Uniknya, para juragan kayu itupun sudah berlangsung turun temurun, mulai dari mbah buyutnya sampai cucunya. Jadi boleh dikatakan antara sais satu dengan lainnya sudah mempunyai pelanggan tetap sendiri-sendiri. Dan itu berlangsung puluhan tahun secara turun temurun.


Sambil berkelakar, Pak Dukut, demikian biasa dipanggil, pernah bertanya, apakah ada sais cikar yang naik taraf hidupnya dengan menjadi juragan kayu? Maka jawaban yang diterima kompak, yaitu geleng-geleng kepala saja.
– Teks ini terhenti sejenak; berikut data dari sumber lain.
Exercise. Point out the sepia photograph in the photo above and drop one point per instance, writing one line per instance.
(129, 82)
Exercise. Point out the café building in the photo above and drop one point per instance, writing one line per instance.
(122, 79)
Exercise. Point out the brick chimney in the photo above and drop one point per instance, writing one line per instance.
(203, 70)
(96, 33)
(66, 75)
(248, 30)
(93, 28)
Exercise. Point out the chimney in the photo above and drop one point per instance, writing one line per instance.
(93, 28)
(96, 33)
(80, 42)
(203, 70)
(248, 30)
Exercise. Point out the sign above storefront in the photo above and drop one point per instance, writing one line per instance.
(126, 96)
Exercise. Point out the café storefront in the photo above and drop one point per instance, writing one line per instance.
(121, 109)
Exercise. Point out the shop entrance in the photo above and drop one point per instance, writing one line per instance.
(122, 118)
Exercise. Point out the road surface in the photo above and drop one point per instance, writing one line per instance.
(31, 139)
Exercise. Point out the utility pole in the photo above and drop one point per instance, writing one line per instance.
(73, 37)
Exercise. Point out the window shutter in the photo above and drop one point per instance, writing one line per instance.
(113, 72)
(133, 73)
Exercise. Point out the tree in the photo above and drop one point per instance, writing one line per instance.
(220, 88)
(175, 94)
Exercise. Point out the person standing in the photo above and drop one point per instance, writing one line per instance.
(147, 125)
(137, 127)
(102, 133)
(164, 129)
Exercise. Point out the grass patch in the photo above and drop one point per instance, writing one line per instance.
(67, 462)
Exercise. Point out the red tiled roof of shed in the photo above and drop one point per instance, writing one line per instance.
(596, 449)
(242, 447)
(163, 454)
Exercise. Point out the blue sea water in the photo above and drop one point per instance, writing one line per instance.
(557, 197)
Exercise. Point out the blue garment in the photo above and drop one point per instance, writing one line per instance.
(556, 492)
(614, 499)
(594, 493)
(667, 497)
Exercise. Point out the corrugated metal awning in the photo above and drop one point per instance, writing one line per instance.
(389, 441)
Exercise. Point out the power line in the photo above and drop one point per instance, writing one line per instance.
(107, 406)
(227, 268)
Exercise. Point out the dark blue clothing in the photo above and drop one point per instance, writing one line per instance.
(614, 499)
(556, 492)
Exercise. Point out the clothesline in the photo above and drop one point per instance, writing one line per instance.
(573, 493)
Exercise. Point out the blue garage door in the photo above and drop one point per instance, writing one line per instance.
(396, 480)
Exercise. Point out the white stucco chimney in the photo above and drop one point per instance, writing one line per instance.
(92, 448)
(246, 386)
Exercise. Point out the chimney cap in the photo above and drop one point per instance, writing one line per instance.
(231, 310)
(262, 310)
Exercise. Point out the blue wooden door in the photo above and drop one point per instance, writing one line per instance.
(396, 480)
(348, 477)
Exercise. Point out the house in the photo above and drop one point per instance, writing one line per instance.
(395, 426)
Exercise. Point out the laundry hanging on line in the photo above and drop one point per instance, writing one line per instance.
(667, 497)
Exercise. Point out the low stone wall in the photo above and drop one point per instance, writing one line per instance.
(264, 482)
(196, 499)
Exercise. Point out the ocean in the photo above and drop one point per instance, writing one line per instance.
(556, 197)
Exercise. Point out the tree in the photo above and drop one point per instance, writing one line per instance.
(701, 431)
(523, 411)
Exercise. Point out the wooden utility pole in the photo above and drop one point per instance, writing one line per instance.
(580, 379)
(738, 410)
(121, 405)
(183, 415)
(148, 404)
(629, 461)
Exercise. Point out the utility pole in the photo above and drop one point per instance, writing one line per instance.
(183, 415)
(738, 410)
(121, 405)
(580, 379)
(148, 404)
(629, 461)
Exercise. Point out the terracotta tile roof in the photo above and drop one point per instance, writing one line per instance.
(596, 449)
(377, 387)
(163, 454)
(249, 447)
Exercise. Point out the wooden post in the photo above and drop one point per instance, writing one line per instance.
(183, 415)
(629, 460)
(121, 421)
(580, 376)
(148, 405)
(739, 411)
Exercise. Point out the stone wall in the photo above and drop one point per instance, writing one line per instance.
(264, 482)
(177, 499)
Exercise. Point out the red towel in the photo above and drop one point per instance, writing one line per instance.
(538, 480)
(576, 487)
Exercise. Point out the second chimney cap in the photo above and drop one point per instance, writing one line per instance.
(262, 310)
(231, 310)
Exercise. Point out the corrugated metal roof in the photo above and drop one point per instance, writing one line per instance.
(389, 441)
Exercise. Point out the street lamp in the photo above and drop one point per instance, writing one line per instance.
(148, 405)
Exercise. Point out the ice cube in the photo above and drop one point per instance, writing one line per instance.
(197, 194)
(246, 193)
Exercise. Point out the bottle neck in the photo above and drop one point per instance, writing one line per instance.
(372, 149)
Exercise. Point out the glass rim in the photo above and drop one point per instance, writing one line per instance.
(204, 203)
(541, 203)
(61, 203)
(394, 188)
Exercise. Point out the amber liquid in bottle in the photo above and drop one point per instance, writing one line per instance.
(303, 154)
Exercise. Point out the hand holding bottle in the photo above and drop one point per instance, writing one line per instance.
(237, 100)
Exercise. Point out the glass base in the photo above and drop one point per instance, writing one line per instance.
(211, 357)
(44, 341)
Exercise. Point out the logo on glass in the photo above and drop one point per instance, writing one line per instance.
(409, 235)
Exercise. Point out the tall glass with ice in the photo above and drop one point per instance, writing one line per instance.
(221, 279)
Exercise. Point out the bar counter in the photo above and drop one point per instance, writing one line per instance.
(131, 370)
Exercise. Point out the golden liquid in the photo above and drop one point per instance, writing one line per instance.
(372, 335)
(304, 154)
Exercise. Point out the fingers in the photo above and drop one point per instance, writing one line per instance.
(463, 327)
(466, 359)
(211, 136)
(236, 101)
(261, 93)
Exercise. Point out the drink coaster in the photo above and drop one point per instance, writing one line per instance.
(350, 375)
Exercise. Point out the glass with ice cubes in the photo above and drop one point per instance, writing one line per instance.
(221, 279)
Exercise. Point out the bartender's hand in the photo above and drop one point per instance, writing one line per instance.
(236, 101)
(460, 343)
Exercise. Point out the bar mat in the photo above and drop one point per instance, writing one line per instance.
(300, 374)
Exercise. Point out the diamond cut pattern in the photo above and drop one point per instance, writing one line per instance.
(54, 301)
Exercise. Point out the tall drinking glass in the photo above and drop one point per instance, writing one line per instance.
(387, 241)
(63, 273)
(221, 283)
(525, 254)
Itu artinya tidak ada sais cikar yang naik pangkat menjadi juragan kayu.


Pelabuhan tradisional Kalimas, banyak dikunjungi oleh turis mancanegara. Hal ini dikarenakan ada daya tarik tersendiri dari pelabuhan tradisional tersebut. Beberapa hal yang menjadi daya tarik turis mancanegara berkunjung ke pelabuhan tradisional Kalimas adalah kapal-kapal sekunar dengan tiang-tiang layarnya yang menjulang, hiruk pikuk para kerani yang melakukan pekerjaan bongkar muat barang, teriakan para awak kapal dan ditambah lagi dengan deretan cikar yang sedang istirahat atau menunggu muatan.
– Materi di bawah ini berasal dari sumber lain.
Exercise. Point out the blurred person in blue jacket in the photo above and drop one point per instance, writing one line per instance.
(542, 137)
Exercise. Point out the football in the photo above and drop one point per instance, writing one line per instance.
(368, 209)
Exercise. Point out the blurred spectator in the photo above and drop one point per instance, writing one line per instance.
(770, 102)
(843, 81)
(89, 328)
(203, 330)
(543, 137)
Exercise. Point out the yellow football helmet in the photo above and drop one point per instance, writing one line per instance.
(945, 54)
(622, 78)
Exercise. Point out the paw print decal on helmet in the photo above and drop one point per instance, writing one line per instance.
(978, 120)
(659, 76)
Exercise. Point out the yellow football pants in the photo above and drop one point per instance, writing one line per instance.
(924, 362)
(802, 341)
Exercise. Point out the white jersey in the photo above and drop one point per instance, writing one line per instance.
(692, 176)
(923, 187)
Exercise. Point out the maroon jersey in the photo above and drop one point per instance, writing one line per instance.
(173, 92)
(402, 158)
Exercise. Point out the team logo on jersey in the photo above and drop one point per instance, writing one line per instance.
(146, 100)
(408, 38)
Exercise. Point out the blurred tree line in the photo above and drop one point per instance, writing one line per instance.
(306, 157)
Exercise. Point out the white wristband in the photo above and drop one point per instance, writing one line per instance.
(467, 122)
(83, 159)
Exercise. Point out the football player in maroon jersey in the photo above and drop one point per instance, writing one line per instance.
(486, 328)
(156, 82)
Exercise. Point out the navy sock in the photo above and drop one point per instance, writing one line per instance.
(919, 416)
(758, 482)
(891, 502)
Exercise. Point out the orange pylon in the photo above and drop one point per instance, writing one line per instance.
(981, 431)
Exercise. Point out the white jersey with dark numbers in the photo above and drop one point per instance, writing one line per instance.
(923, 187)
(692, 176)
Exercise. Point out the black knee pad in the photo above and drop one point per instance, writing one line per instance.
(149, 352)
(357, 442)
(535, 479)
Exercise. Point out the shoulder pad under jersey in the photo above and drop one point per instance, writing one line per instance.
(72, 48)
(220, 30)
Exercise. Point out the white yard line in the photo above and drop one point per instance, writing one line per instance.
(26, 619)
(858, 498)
Kesemuanya itu merupakan pemandangan yang teramat langkah di mata para turis mancanegara. Seandainya deretan cikar itu tidak ada di sekitar pelabuhan kalimas, maka pelabuhan itu tidak unik dan menarik lagi karena hilang daya magnetnya.


Bagaimana dengan kondisi pelabuhan Kalimas sekarang ini? Merupakan tugas bersama warga kota Surabaya khususnya pemkot Surabaya yaitu Dinas Pariwisata, untuk mengemas potensi pelabuhan Kalimas sedemikian rupa. Dapat dilakukan dengan cara, memasukkan menjadi salah satu destinasi wisata Surabaya dengan pembuatan brosur tentang cerita lama pelabuhan kalimas Surabaya. Atau mungkin juga dapat diadakan even lomba balapan cikar, adu kreasi menggambar cikar dan masih banyak lainnya yang bisa dilakukan.
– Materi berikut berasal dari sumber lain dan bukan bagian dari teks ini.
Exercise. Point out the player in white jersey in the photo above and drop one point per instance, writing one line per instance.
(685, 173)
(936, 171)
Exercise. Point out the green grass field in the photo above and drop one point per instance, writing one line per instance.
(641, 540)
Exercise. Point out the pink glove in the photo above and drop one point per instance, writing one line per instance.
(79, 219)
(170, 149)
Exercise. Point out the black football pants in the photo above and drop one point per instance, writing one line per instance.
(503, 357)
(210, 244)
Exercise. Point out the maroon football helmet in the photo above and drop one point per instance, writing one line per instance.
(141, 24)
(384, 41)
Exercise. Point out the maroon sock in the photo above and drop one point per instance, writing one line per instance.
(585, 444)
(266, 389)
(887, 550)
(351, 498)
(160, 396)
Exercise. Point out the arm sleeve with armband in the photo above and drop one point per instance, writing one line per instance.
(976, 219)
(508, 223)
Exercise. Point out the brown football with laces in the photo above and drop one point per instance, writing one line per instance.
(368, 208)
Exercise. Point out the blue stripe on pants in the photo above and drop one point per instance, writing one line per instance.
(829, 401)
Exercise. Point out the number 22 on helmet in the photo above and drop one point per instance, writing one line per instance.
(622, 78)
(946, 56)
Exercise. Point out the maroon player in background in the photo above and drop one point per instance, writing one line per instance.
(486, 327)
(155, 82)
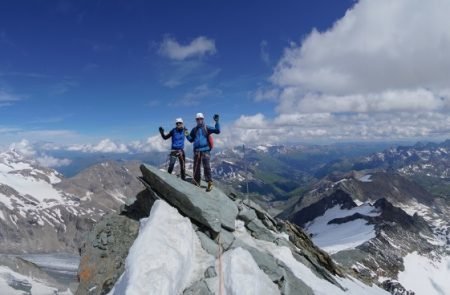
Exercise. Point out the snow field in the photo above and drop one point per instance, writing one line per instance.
(165, 258)
(425, 276)
(337, 237)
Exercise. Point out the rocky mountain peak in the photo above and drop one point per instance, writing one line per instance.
(177, 239)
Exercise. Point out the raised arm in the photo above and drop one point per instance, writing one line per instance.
(215, 129)
(191, 135)
(165, 137)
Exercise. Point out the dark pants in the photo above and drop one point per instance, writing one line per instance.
(174, 155)
(199, 158)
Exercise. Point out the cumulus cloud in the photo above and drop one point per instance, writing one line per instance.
(52, 162)
(377, 45)
(264, 52)
(325, 127)
(379, 73)
(198, 47)
(28, 151)
(152, 144)
(104, 146)
(196, 95)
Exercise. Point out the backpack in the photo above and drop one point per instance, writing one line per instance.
(209, 137)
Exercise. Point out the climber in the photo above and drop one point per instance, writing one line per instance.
(201, 137)
(178, 135)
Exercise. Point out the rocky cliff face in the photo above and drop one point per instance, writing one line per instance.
(195, 242)
(42, 212)
(371, 224)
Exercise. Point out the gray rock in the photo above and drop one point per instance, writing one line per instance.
(208, 245)
(291, 285)
(260, 231)
(102, 266)
(226, 239)
(265, 261)
(210, 272)
(198, 288)
(213, 210)
(247, 214)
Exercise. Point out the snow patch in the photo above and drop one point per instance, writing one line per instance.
(242, 276)
(366, 178)
(10, 279)
(165, 258)
(425, 276)
(337, 237)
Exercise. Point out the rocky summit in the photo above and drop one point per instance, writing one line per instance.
(175, 238)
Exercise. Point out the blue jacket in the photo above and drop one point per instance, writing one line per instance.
(177, 138)
(199, 136)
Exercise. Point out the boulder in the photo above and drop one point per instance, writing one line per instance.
(104, 252)
(198, 288)
(213, 210)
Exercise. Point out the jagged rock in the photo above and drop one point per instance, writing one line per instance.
(311, 252)
(213, 210)
(141, 206)
(265, 261)
(226, 239)
(207, 244)
(246, 214)
(210, 272)
(395, 288)
(260, 231)
(291, 285)
(198, 288)
(111, 237)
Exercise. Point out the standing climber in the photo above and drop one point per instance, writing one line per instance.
(178, 135)
(201, 137)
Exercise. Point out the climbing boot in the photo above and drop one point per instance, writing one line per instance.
(209, 188)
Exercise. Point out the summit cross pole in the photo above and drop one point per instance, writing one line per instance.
(246, 171)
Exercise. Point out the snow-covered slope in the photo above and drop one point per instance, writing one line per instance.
(42, 212)
(335, 237)
(380, 225)
(189, 245)
(169, 242)
(34, 214)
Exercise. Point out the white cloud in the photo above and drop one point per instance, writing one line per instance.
(23, 147)
(28, 151)
(379, 73)
(195, 96)
(104, 146)
(50, 161)
(266, 94)
(325, 127)
(152, 144)
(377, 45)
(413, 100)
(263, 52)
(198, 47)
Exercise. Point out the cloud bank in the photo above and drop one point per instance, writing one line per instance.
(379, 73)
(198, 47)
Yang penting bagaimana potensi pelabuhan Kalimas dapat digali lagi lebih dalam dengan penyesuaian di berbagai tempat dengan tidak meninggalkan bentuk aslinya. Selamat berwisata ke Pelabuhan tradisional Kalimas Surabaya.


*Penulis adalah Ketua Lazis Yamas Kota Surabaya dan Pemerhati Sosial.